Em relação à guerra judicial (lawfare) contra o ex-presidente Lula e ao próprio golpe de 2016, crescem as evidências de que houve e há ingerências norte-americanas nos acontecimentos, especialmente mediante a denominada operação Lava Jato, propiciada por uma cooperação bilateral judicial entre Brasil e EUA. De fato, já há a forte suspeita, consubstanciada em fatos, de que a operação Lava Jato foi politicamente instrumentalizada, de forma a produzir efeitos objetivamente nocivos no Brasil.
No campo econômico, tal operação contribuiu para destruir a cadeia de petróleo e gás, ensejou a venda, a preços aviltados, das reservas do pré-sal, solapou a nossa competitiva construção civil pesada e comprometeu projetos estratégicos na área da Defesa, como o relativo à construção de submarinos. Conforme estudo da consultoria GO Associados, a Lava Jato teria ocasionado uma diminuição do PIB da ordem de 2,5%, em 2015, contribuindo para desempregar centenas de milhares de brasileiras e brasileiros.
No campo político, a operação Lava Jato teve papel significativo no golpe parlamentar de 2016, que depôs a presidenta Dilma Rousseff, sem a devida comprovação do cometimento de qualquer crime de responsabilidade, como exige a Constituição. Ademais, tal operação vem tendo destaque na denominada guerra judicial contra o ex-presidente Lula, a qual visa ao objetivo político de impedir a sua candidatura para as eleições de 2018.
Pois bem, essa operação foi gerada no âmbito de uma estreita cooperação judicial bilateral entre EUA e Brasil. O aprofundamento dessa cooperação judiciária e de segurança entre Brasil e EUA começou a se dar na década de 1990, mais especificamente ao longo do governo do ex-presidente Fernando Henrique Cardoso (1995-2002).
Datam dessa época a abertura de escritórios da DEA e do FBI no Brasil, órgãos que passaram a cooperar ativamente com a Polícia Federal brasileira e outros órgãos, com investimentos vultosos em capacitação e treinamento de nossos policiais. Tais investimentos criaram uma inevitável relação de dependência e possibilitaram a progressiva incorporação da agenda da ‘guerra às drogas’ e outros temas de interesse maior dos EUA aos objetivos da Segurança pública do Brasil. Também data dessa época o aprofundamento da cooperação entre as procuradorias de ambos os países, não apenas visando ao combate ao narcotráfico, mas outros delitos internacionais, como corrupção, evasão de divisas e lavagem de dinheiro.
Com o objetivo de fundamentar juridicamente essa cooperação, foi firmado, em 1997, o ‘Acordo de Assistência Judiciária em Matéria Penal entre o Governo da República Federativa do Brasil e o Governo dos Estados Unidos da América’.

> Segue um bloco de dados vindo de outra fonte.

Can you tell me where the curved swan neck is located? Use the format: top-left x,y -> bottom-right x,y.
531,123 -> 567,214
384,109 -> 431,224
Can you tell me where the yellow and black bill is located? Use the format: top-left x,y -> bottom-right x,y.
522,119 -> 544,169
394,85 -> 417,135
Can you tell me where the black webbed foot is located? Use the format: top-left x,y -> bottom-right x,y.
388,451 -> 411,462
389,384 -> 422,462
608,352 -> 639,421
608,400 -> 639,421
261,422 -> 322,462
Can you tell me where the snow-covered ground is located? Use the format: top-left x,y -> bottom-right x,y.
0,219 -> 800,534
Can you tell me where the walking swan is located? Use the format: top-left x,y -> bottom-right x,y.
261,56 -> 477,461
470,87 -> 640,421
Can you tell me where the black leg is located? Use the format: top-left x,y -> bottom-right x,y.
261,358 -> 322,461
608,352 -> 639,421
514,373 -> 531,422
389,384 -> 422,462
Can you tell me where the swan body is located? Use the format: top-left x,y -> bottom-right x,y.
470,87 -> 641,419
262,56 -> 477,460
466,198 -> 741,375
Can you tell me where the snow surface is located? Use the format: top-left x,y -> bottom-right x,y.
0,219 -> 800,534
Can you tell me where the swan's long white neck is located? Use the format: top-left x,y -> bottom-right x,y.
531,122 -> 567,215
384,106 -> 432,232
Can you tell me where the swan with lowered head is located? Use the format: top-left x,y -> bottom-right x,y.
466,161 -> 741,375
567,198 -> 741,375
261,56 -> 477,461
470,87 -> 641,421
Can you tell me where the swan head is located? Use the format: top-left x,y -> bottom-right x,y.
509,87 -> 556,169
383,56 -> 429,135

Esse acordo ditou regras estritas para a cooperação. Entre elas, destaca-se a do artigo 2 do acordo, a qual prevê que “cada Parte designará uma ‘autoridade central’ para enviar e receber solicitações em observância ao presente acordo e que, para a República Federativa do Brasil, a autoridade central será o ministério da Justiça. Também se deve salientar a do artigo 3, o qual prevê que a assistência poderá ser negada, caso o atendimento à solicitação prejudicar a segurança ou interesses essenciais semelhantes do Estado Requerido”.

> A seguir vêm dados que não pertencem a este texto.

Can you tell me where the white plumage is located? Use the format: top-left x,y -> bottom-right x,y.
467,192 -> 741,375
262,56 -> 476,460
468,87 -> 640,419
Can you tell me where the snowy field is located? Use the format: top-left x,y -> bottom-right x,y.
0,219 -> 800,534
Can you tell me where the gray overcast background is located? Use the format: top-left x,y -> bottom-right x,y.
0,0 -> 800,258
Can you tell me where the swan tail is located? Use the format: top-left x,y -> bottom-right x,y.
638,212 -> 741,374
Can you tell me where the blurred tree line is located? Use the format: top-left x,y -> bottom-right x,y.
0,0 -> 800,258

No entanto, essas regras previstas no acordo vêm sendo sistematicamente violadas, nas atividades de cooperação. Isso foi dito publicamente por altas autoridades norte-americanas envolvidas nessas atividades. Tais ‘confissões’ mostram não apenas que as regras do acordo vêm sendo desrespeitadas, mas também que as autoridades norte-americanas conduziram a construção da Lava Jato e o processo relativo ao apartamento triplex.

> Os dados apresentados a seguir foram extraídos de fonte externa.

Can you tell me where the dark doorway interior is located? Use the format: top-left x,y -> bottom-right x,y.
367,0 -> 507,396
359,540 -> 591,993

Com efeito, em manifestações públicas proferidas em 19 de julho de 2017, o Sr. Kenneth Blanco, então vice-procurador geral adjunto do departamento de Justiça dos Estados Unidos (DOJ), e o Sr. Trevor Mc Fadden, então subsecretário geral de Justiça e adjunto interino daquele país, explanaram sobre cooperação baseada em ‘confiança’[2] e, por vezes, fora dos ‘procedimentos oficiais’, realizada entre as autoridades norte-americanas e os procuradores da República da Lava Jato.
Afirmou o procurador Blanco que “tal confiança, como alguns aqui dizem ‘confiança’, permite que promotores e agentes tenham comunicação direta quanto às provas. Dado o relacionamento íntimo entre o departamento de Justiça e os promotores brasileiros, não dependemos apenas de procedimentos oficiais como tratados de assistência jurídica mútua, que geralmente levam tempo e recursos consideráveis para serem escritos, traduzidos, transmitidos oficialmente e respondidos” (grifos nossos).
Ora, tal cooperação informal, feita com base em ‘relacionamento íntimo’, se dá à revelia do texto do acordo, pois ele prevê, como vimos, que tudo teria de ser aprovado e conduzido pelo ministério da Justiça (MJ). Mas, nem sequer há qualquer registro oficial mostrando que o MJ tenha tomado conhecimento dessas atividades informais. Assim, alguns juízes e procuradores, principalmente os da Lava Jato, não prestam contas a ninguém. Ignoram a norma do acordo com os EUA. Atuam conforme suas idiossincrasias pessoais e ideológicas, numa espécie de cooperação pessoal, que não tem sustentáculo jurídico.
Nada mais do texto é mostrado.